The study was based on the behavior of experienced cocaine users, who report an intermittent pattern of intake, where even within a single binge, cocaine uses are separated by significant periods of time, resulting in a spiking pattern of cocaine levels in the brain.

The researchers mimicked this typical binge-like pattern of drug use—with access to cocaine on-and-off throughout the day—to produce a model that reflected addiction in humans.
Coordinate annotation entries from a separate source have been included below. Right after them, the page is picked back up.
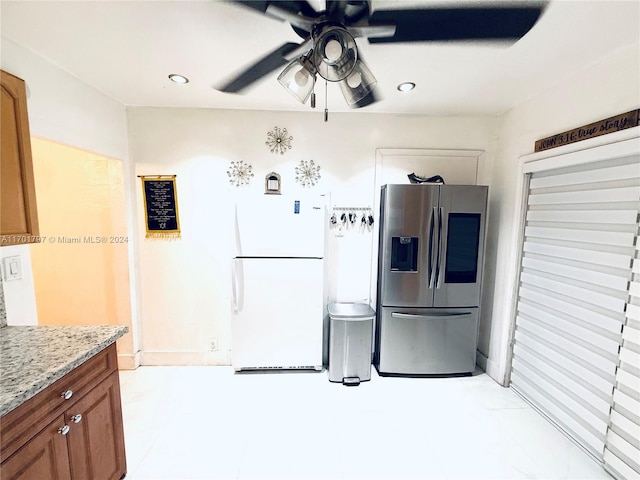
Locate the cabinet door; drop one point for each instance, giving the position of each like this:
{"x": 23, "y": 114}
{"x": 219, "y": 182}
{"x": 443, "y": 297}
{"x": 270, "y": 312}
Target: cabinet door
{"x": 96, "y": 439}
{"x": 18, "y": 215}
{"x": 45, "y": 457}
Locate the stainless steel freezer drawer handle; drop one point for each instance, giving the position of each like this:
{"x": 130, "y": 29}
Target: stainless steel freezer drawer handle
{"x": 415, "y": 315}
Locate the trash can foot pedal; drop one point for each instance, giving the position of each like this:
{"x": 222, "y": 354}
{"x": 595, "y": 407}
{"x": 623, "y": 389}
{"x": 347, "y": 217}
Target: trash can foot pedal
{"x": 351, "y": 381}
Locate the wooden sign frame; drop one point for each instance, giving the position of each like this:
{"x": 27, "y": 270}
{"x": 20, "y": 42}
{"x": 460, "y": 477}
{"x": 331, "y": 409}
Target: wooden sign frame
{"x": 160, "y": 206}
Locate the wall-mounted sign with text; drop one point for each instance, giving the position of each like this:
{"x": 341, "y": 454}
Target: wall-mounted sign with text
{"x": 161, "y": 206}
{"x": 602, "y": 127}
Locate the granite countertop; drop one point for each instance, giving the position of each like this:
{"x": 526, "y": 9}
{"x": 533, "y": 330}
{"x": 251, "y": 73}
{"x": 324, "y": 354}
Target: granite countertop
{"x": 32, "y": 358}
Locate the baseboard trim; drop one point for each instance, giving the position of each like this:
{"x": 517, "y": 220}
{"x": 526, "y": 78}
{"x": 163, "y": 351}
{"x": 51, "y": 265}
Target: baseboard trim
{"x": 178, "y": 358}
{"x": 128, "y": 361}
{"x": 491, "y": 368}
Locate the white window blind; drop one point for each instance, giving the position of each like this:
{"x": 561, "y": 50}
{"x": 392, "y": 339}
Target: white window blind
{"x": 622, "y": 449}
{"x": 581, "y": 226}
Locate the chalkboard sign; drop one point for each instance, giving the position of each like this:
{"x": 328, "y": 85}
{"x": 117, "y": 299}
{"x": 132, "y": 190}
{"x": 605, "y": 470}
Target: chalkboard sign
{"x": 608, "y": 125}
{"x": 161, "y": 206}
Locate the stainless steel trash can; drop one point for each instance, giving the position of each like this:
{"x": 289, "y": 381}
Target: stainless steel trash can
{"x": 350, "y": 342}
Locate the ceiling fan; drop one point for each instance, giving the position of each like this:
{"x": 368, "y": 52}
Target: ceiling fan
{"x": 329, "y": 48}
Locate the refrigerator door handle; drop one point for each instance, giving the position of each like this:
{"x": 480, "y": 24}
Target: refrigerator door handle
{"x": 234, "y": 287}
{"x": 432, "y": 260}
{"x": 442, "y": 251}
{"x": 428, "y": 316}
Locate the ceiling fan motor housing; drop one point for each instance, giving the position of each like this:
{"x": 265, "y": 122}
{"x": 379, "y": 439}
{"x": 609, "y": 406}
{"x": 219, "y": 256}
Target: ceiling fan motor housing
{"x": 335, "y": 53}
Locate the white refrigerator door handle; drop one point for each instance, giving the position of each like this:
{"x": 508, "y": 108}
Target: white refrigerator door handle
{"x": 234, "y": 287}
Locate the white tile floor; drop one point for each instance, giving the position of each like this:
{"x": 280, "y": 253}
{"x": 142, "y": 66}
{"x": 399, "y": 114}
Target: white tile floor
{"x": 209, "y": 423}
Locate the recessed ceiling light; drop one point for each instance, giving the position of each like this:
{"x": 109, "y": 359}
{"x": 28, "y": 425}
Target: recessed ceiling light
{"x": 406, "y": 86}
{"x": 174, "y": 77}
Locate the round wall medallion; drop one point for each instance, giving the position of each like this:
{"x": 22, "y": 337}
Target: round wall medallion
{"x": 278, "y": 140}
{"x": 240, "y": 173}
{"x": 307, "y": 173}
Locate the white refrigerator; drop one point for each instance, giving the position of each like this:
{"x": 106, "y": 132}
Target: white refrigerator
{"x": 278, "y": 283}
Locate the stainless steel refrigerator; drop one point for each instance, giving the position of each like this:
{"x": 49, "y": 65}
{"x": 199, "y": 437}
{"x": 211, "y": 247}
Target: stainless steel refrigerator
{"x": 429, "y": 278}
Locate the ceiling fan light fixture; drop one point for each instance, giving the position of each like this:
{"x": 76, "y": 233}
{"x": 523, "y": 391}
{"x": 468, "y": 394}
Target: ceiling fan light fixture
{"x": 299, "y": 78}
{"x": 177, "y": 78}
{"x": 406, "y": 86}
{"x": 358, "y": 84}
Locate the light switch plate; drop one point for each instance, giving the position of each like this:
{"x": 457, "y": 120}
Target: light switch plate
{"x": 12, "y": 268}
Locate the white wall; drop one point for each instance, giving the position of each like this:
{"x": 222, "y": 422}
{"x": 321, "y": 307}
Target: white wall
{"x": 63, "y": 109}
{"x": 607, "y": 88}
{"x": 185, "y": 284}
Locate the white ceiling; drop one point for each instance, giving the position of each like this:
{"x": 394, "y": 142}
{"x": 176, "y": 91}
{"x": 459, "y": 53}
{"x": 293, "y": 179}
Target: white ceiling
{"x": 126, "y": 49}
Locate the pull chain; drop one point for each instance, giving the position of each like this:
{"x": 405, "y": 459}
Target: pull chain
{"x": 326, "y": 110}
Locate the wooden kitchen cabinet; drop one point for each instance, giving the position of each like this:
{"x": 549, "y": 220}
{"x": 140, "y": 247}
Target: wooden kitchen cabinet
{"x": 96, "y": 446}
{"x": 45, "y": 456}
{"x": 18, "y": 212}
{"x": 91, "y": 448}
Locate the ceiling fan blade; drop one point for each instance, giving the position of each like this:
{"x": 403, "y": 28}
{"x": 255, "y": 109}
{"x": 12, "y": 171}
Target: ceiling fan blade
{"x": 369, "y": 99}
{"x": 292, "y": 6}
{"x": 277, "y": 58}
{"x": 467, "y": 23}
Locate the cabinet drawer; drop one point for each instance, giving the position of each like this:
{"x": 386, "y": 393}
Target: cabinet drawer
{"x": 19, "y": 425}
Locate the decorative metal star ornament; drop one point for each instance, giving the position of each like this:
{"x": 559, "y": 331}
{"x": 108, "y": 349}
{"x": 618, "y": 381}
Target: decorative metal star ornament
{"x": 278, "y": 140}
{"x": 240, "y": 173}
{"x": 307, "y": 173}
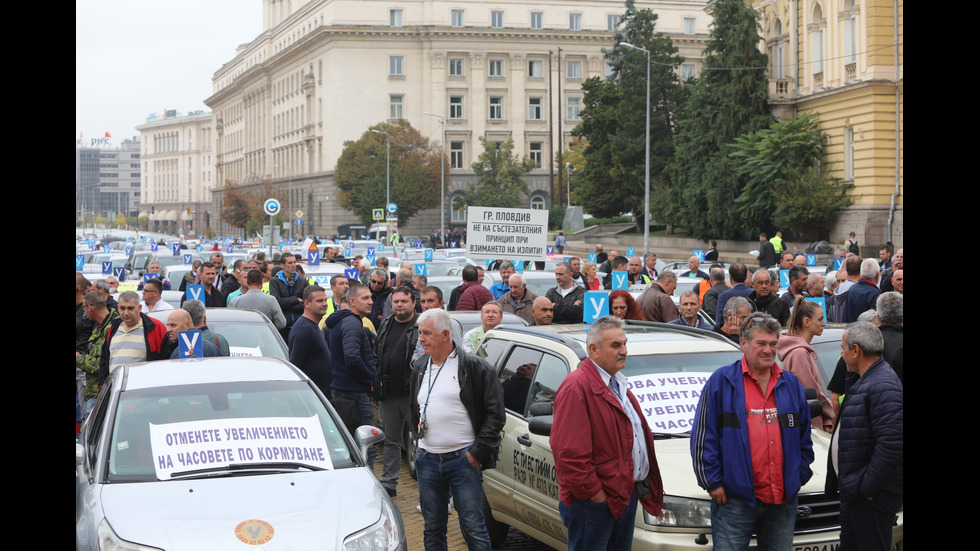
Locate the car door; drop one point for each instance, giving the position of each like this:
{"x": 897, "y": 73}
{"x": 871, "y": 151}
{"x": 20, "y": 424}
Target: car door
{"x": 531, "y": 375}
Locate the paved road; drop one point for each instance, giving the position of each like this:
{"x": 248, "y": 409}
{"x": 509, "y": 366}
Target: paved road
{"x": 408, "y": 498}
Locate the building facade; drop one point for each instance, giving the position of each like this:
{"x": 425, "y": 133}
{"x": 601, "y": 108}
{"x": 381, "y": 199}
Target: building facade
{"x": 107, "y": 180}
{"x": 322, "y": 72}
{"x": 178, "y": 172}
{"x": 844, "y": 60}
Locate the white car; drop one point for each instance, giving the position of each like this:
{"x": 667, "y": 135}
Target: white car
{"x": 225, "y": 453}
{"x": 667, "y": 367}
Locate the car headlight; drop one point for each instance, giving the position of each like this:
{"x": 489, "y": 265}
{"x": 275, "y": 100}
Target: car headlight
{"x": 109, "y": 541}
{"x": 682, "y": 512}
{"x": 384, "y": 535}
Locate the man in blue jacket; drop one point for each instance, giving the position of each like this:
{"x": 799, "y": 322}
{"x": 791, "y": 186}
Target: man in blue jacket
{"x": 354, "y": 369}
{"x": 751, "y": 444}
{"x": 866, "y": 453}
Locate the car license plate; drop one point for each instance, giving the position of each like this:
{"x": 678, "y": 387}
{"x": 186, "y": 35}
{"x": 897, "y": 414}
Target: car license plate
{"x": 828, "y": 546}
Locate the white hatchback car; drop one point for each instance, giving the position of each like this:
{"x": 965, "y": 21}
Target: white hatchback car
{"x": 225, "y": 453}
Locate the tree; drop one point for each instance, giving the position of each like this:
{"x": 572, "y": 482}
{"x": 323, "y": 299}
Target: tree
{"x": 614, "y": 117}
{"x": 727, "y": 100}
{"x": 238, "y": 205}
{"x": 499, "y": 176}
{"x": 786, "y": 186}
{"x": 361, "y": 174}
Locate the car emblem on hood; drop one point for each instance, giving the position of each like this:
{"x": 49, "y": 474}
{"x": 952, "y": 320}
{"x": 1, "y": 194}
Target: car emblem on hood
{"x": 254, "y": 532}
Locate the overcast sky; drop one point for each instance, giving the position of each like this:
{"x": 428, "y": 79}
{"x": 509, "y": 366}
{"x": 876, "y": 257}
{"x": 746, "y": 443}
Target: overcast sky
{"x": 136, "y": 57}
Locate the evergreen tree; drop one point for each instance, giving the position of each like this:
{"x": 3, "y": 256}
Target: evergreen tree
{"x": 727, "y": 100}
{"x": 615, "y": 114}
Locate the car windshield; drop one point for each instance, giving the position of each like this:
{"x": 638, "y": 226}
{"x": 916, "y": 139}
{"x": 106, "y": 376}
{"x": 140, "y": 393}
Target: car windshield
{"x": 249, "y": 339}
{"x": 668, "y": 386}
{"x": 168, "y": 432}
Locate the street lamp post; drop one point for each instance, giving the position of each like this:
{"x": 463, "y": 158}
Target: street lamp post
{"x": 646, "y": 191}
{"x": 387, "y": 177}
{"x": 289, "y": 199}
{"x": 442, "y": 185}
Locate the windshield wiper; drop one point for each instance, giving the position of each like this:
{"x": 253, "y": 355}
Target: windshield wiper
{"x": 246, "y": 468}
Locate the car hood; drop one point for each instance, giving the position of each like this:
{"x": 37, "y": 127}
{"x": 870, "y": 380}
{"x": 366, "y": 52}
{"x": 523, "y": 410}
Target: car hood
{"x": 310, "y": 510}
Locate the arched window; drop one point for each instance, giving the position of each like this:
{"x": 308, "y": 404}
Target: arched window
{"x": 457, "y": 209}
{"x": 816, "y": 43}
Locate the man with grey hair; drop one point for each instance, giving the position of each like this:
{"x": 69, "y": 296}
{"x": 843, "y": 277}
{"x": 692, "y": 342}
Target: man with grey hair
{"x": 132, "y": 337}
{"x": 863, "y": 294}
{"x": 566, "y": 296}
{"x": 199, "y": 319}
{"x": 752, "y": 414}
{"x": 598, "y": 421}
{"x": 448, "y": 388}
{"x": 656, "y": 303}
{"x": 866, "y": 459}
{"x": 518, "y": 300}
{"x": 500, "y": 288}
{"x": 255, "y": 299}
{"x": 690, "y": 306}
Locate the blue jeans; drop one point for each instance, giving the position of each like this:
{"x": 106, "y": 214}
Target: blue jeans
{"x": 438, "y": 473}
{"x": 591, "y": 526}
{"x": 733, "y": 523}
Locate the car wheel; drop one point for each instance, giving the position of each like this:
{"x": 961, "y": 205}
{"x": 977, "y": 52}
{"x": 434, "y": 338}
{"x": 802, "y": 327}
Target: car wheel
{"x": 496, "y": 530}
{"x": 411, "y": 447}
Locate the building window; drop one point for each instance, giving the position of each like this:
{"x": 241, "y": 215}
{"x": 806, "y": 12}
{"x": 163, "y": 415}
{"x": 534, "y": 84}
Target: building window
{"x": 537, "y": 20}
{"x": 396, "y": 104}
{"x": 497, "y": 19}
{"x": 395, "y": 65}
{"x": 457, "y": 213}
{"x": 534, "y": 68}
{"x": 536, "y": 149}
{"x": 687, "y": 71}
{"x": 688, "y": 25}
{"x": 534, "y": 109}
{"x": 455, "y": 107}
{"x": 612, "y": 22}
{"x": 455, "y": 67}
{"x": 574, "y": 106}
{"x": 456, "y": 154}
{"x": 496, "y": 108}
{"x": 496, "y": 67}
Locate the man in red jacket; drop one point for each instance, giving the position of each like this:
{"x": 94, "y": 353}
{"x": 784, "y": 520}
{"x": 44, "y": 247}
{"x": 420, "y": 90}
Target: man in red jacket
{"x": 604, "y": 457}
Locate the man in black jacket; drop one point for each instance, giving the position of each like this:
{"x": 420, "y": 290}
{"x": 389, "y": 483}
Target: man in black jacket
{"x": 449, "y": 385}
{"x": 287, "y": 287}
{"x": 395, "y": 349}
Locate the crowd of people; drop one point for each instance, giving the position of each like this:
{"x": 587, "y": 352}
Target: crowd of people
{"x": 387, "y": 337}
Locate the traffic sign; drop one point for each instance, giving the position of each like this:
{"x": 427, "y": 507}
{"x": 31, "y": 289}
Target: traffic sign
{"x": 272, "y": 207}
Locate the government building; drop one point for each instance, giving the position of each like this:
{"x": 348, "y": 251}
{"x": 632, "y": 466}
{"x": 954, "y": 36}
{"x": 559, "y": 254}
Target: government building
{"x": 844, "y": 59}
{"x": 323, "y": 71}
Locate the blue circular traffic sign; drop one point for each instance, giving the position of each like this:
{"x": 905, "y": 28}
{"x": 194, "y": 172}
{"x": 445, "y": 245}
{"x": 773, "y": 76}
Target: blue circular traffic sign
{"x": 272, "y": 207}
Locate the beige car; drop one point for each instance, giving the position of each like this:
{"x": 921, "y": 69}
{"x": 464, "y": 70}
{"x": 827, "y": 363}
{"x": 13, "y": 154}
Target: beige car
{"x": 667, "y": 367}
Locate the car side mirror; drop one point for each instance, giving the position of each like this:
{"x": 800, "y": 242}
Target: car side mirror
{"x": 367, "y": 436}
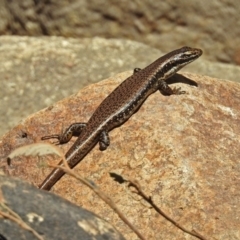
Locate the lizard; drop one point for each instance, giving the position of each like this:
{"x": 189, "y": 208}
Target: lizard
{"x": 119, "y": 106}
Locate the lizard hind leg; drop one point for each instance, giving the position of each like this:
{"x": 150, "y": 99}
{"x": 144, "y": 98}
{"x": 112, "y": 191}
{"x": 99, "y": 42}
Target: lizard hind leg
{"x": 73, "y": 130}
{"x": 104, "y": 141}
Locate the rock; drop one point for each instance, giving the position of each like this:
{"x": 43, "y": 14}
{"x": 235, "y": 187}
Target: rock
{"x": 38, "y": 71}
{"x": 49, "y": 215}
{"x": 184, "y": 150}
{"x": 164, "y": 25}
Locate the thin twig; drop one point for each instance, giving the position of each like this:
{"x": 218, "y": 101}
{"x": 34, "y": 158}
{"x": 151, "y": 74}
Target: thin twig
{"x": 101, "y": 194}
{"x": 135, "y": 184}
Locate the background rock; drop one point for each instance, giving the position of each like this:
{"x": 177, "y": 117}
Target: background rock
{"x": 184, "y": 151}
{"x": 49, "y": 215}
{"x": 211, "y": 25}
{"x": 36, "y": 72}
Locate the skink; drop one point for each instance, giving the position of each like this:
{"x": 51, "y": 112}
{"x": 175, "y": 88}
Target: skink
{"x": 119, "y": 106}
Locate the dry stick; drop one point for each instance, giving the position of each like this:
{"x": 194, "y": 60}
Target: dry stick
{"x": 16, "y": 218}
{"x": 101, "y": 194}
{"x": 149, "y": 200}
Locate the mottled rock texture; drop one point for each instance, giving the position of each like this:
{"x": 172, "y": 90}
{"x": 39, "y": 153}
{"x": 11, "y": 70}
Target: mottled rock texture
{"x": 184, "y": 150}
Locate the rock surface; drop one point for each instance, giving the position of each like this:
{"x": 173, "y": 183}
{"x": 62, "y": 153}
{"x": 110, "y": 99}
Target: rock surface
{"x": 213, "y": 25}
{"x": 49, "y": 215}
{"x": 184, "y": 150}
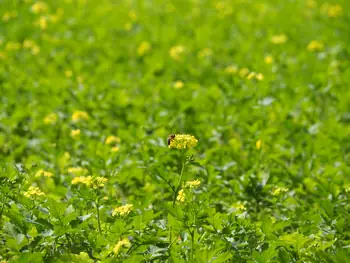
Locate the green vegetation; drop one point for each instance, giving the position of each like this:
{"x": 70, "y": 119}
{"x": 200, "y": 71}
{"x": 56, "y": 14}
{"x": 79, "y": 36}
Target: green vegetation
{"x": 90, "y": 90}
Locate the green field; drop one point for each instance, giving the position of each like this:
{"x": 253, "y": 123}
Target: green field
{"x": 257, "y": 93}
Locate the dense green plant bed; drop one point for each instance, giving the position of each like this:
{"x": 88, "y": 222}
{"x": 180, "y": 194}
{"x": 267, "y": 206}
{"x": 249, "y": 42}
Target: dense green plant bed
{"x": 254, "y": 95}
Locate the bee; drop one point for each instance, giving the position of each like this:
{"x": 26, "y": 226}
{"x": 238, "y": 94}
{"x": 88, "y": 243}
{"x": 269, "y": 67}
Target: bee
{"x": 170, "y": 138}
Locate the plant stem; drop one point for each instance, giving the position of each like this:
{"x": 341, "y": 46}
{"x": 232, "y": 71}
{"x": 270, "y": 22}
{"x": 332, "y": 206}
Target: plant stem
{"x": 98, "y": 216}
{"x": 180, "y": 180}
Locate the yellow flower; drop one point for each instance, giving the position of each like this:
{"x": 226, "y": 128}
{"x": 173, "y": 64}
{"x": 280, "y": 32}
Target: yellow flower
{"x": 122, "y": 210}
{"x": 193, "y": 184}
{"x": 177, "y": 52}
{"x": 279, "y": 39}
{"x": 259, "y": 76}
{"x": 115, "y": 149}
{"x": 122, "y": 243}
{"x": 144, "y": 48}
{"x": 181, "y": 196}
{"x": 128, "y": 26}
{"x": 77, "y": 170}
{"x": 41, "y": 172}
{"x": 87, "y": 180}
{"x": 258, "y": 144}
{"x": 279, "y": 190}
{"x": 80, "y": 115}
{"x": 75, "y": 133}
{"x": 111, "y": 139}
{"x": 315, "y": 45}
{"x": 231, "y": 69}
{"x": 50, "y": 118}
{"x": 251, "y": 75}
{"x": 39, "y": 7}
{"x": 183, "y": 141}
{"x": 243, "y": 72}
{"x": 68, "y": 73}
{"x": 42, "y": 22}
{"x": 179, "y": 84}
{"x": 205, "y": 52}
{"x": 33, "y": 191}
{"x": 268, "y": 59}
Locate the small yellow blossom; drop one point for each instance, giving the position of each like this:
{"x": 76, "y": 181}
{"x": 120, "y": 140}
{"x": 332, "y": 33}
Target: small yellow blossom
{"x": 181, "y": 196}
{"x": 183, "y": 141}
{"x": 128, "y": 26}
{"x": 42, "y": 172}
{"x": 144, "y": 48}
{"x": 33, "y": 191}
{"x": 314, "y": 45}
{"x": 268, "y": 59}
{"x": 122, "y": 243}
{"x": 251, "y": 75}
{"x": 87, "y": 180}
{"x": 80, "y": 115}
{"x": 279, "y": 190}
{"x": 258, "y": 144}
{"x": 77, "y": 170}
{"x": 51, "y": 118}
{"x": 231, "y": 69}
{"x": 42, "y": 22}
{"x": 39, "y": 7}
{"x": 12, "y": 46}
{"x": 115, "y": 149}
{"x": 279, "y": 39}
{"x": 111, "y": 139}
{"x": 259, "y": 76}
{"x": 177, "y": 52}
{"x": 122, "y": 210}
{"x": 179, "y": 84}
{"x": 68, "y": 73}
{"x": 243, "y": 72}
{"x": 75, "y": 133}
{"x": 193, "y": 184}
{"x": 205, "y": 52}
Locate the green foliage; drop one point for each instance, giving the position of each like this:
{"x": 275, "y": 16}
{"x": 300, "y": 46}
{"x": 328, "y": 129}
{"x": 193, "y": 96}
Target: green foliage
{"x": 90, "y": 91}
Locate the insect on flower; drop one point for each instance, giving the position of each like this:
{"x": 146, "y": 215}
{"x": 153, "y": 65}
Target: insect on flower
{"x": 171, "y": 137}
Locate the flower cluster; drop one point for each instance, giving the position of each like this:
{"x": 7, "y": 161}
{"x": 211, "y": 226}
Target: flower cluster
{"x": 183, "y": 141}
{"x": 122, "y": 210}
{"x": 121, "y": 243}
{"x": 80, "y": 115}
{"x": 95, "y": 182}
{"x": 33, "y": 191}
{"x": 44, "y": 173}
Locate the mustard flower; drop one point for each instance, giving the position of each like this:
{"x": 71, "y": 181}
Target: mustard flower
{"x": 121, "y": 243}
{"x": 75, "y": 133}
{"x": 179, "y": 84}
{"x": 314, "y": 45}
{"x": 144, "y": 48}
{"x": 51, "y": 118}
{"x": 268, "y": 59}
{"x": 80, "y": 115}
{"x": 44, "y": 173}
{"x": 181, "y": 196}
{"x": 111, "y": 139}
{"x": 33, "y": 191}
{"x": 279, "y": 39}
{"x": 177, "y": 52}
{"x": 193, "y": 184}
{"x": 258, "y": 144}
{"x": 182, "y": 141}
{"x": 122, "y": 210}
Rats given intermittent cocaine demonstrated behaviors observed in human users. This included increased motivation for cocaine even when they received a painful shock to acquire the drug, depression- and anxiety-like behaviors and “relapse” after several months of abstinence.

The addicted rats had a greater number of brain cells that produce orexins. The increased number of these neurons was persistent, lasting for at least six months after cocaine use, which might explain why addicts often relapse following long periods of abstinence, James said.

“The addicted brain appears to become more dependent upon this increased number of orexin neurons,” said Gary Aston-Jones, director of the Brain Health Institute and the study’s senior author. “Lower doses of an orexin blocker were effective at decreasing addiction behaviors in these rats than in those with shorter access to cocaine and that were less addicted. The results of this study strongly implicate the orexin system in the addicted state and highlight this system as a promising target for addiction therapies.”

An increase in the number of orexin neurons was also seen in human heroin addicts in another recent study, indicating that this change in brain chemistry could be important in opioid addiction as well.